Nadia K. Waheed, MD, MPH: And we generally always do a timeout in clinic that would involve both the patient, as well as if I have a tech helping you, or a nurse helping, you involve the nurse. But you’re right that many of these patients are hearing impaired. Often, just the patient, yourself, and the consent might not be enough, and you may want to pull up the OCT on the screen, which we always have pulled up with our patients to confirm that it’s the right eye.

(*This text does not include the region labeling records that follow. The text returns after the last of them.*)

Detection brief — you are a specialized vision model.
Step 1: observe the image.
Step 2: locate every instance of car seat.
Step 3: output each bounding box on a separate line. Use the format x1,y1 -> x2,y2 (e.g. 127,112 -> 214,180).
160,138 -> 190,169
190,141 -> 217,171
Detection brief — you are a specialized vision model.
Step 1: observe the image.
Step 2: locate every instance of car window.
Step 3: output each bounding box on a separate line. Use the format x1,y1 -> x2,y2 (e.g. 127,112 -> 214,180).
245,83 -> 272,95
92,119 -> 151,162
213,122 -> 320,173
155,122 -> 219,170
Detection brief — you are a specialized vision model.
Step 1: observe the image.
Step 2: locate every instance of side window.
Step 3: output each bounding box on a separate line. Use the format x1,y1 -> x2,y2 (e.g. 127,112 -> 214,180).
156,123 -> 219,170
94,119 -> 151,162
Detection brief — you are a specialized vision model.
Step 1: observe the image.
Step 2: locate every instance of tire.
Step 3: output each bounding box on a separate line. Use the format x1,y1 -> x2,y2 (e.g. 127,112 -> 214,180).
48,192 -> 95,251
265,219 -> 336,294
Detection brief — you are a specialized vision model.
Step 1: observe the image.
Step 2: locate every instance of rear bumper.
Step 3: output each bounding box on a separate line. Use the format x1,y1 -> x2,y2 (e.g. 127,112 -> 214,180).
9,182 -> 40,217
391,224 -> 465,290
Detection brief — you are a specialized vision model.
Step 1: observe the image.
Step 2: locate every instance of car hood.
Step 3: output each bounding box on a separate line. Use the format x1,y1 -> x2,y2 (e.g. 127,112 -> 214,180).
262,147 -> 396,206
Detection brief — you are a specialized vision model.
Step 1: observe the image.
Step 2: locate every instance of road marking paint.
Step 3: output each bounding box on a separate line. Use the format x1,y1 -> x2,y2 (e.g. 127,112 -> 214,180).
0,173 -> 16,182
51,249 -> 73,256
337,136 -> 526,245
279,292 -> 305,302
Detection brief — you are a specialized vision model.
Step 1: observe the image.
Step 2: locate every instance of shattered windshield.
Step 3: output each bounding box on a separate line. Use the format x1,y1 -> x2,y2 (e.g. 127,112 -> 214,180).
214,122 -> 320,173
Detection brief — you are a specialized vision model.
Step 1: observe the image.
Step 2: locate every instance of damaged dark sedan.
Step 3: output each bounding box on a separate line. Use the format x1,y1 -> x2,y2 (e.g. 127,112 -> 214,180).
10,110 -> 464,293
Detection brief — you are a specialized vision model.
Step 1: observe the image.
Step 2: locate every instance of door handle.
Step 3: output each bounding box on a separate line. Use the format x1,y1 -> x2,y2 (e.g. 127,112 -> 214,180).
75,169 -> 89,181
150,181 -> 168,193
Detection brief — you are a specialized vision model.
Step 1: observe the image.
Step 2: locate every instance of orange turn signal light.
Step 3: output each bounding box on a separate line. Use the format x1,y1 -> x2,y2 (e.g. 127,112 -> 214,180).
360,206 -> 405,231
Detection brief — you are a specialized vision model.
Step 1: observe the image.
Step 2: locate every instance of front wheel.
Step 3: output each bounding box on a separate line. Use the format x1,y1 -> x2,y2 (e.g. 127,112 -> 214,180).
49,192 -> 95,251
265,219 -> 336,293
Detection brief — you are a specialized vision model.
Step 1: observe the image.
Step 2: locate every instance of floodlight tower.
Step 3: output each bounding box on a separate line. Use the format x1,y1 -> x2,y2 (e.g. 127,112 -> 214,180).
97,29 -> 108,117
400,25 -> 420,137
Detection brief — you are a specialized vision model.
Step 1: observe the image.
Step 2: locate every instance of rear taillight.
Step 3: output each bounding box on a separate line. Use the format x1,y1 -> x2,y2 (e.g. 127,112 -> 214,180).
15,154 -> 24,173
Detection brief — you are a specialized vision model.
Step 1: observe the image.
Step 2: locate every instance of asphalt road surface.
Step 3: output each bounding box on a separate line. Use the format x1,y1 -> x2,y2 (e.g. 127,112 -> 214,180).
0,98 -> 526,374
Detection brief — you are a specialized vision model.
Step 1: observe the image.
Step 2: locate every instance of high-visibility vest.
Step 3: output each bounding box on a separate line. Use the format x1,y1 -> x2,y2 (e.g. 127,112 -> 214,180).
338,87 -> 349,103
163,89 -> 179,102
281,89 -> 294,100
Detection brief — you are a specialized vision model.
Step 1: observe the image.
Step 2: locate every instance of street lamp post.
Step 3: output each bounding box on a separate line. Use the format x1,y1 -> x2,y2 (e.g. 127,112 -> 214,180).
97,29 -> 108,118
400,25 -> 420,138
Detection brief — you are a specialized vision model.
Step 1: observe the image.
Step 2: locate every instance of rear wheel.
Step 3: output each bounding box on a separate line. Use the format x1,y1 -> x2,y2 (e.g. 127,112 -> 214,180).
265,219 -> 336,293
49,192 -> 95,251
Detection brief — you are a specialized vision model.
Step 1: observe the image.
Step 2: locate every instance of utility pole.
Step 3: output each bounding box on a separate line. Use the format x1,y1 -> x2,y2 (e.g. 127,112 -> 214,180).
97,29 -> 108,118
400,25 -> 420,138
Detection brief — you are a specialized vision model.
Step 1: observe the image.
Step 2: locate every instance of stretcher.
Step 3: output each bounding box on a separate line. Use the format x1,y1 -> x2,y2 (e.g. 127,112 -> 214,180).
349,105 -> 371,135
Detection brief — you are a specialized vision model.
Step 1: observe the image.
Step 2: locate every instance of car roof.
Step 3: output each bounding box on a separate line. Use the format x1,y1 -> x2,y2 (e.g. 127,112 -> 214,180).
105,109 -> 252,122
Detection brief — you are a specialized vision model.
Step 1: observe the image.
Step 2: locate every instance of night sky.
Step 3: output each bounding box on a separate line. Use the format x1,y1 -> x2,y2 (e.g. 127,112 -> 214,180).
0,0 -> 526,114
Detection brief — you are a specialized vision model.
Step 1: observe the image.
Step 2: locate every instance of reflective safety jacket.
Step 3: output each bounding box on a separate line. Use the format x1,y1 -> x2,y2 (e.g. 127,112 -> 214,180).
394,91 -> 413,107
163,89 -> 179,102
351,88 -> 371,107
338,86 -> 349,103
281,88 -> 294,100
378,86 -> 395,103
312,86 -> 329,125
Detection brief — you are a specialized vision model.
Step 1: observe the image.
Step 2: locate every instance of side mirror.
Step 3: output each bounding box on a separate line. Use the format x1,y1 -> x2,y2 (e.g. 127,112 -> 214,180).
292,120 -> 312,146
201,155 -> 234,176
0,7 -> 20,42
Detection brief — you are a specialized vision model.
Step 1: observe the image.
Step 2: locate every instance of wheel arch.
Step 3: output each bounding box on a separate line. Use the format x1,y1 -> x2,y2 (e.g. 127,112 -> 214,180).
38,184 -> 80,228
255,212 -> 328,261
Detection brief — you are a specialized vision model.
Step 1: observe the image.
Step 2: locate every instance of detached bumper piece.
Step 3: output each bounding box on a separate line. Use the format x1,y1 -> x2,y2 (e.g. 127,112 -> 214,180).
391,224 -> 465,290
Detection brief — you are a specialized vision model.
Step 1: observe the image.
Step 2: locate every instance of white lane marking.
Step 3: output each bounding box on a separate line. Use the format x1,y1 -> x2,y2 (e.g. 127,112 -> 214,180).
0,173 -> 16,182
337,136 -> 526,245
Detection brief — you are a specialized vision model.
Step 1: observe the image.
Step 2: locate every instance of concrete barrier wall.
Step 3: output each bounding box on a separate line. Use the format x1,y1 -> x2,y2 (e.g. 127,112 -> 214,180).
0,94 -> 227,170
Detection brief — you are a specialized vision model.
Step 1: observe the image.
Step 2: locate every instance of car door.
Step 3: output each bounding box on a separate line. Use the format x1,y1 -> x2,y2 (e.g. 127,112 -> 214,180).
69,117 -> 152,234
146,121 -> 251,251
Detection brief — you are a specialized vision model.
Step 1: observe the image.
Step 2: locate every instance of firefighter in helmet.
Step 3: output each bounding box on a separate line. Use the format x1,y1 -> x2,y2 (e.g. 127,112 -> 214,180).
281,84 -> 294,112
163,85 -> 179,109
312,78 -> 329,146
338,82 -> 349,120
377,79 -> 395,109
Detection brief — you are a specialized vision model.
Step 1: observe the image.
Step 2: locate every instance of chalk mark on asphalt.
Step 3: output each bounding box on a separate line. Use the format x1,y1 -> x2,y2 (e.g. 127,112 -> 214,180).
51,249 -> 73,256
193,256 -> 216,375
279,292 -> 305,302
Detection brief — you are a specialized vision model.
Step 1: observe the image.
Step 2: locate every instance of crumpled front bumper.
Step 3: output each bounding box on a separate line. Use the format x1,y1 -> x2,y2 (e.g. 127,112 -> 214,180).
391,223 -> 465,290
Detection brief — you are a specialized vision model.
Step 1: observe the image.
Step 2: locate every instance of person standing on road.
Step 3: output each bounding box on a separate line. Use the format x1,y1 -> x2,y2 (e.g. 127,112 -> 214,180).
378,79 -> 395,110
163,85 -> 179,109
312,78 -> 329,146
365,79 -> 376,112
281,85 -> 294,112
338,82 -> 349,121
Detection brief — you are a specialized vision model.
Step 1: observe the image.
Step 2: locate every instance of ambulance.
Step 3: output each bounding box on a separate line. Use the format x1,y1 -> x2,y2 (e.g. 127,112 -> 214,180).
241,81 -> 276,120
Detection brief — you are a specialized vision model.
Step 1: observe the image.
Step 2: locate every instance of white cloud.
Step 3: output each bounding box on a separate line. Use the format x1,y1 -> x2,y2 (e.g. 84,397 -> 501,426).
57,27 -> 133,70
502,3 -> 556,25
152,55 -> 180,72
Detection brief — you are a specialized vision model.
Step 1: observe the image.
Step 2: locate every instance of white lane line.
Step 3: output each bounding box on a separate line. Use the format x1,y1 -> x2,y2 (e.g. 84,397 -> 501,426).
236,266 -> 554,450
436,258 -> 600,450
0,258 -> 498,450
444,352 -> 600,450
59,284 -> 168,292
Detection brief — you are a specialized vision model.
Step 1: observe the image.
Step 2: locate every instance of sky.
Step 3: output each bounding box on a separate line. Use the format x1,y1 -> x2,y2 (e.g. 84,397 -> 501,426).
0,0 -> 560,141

David M. Brown, MD: Most of my patients, I know, I walk in the room and I’ve seen them for 10, 15 years. “How are your kids?” And at wherever Lehigh University or wherever they are, but especially patients when you’re in clinics where you’re seeing at your partner’s clinics or whatever, I always have the chart open in the room; an electronic chart. Any question I ask them, their date of birth.
Nadia K. Waheed, MD, MPH: No, that sounds great. I think this is a unique phenomenon. We see many of our patients every month or every couple of months. I find that I know them and their grandkids, and their families better than their primary care physician knows them. And I can generally tell that there’s something going on faster than the primary care can.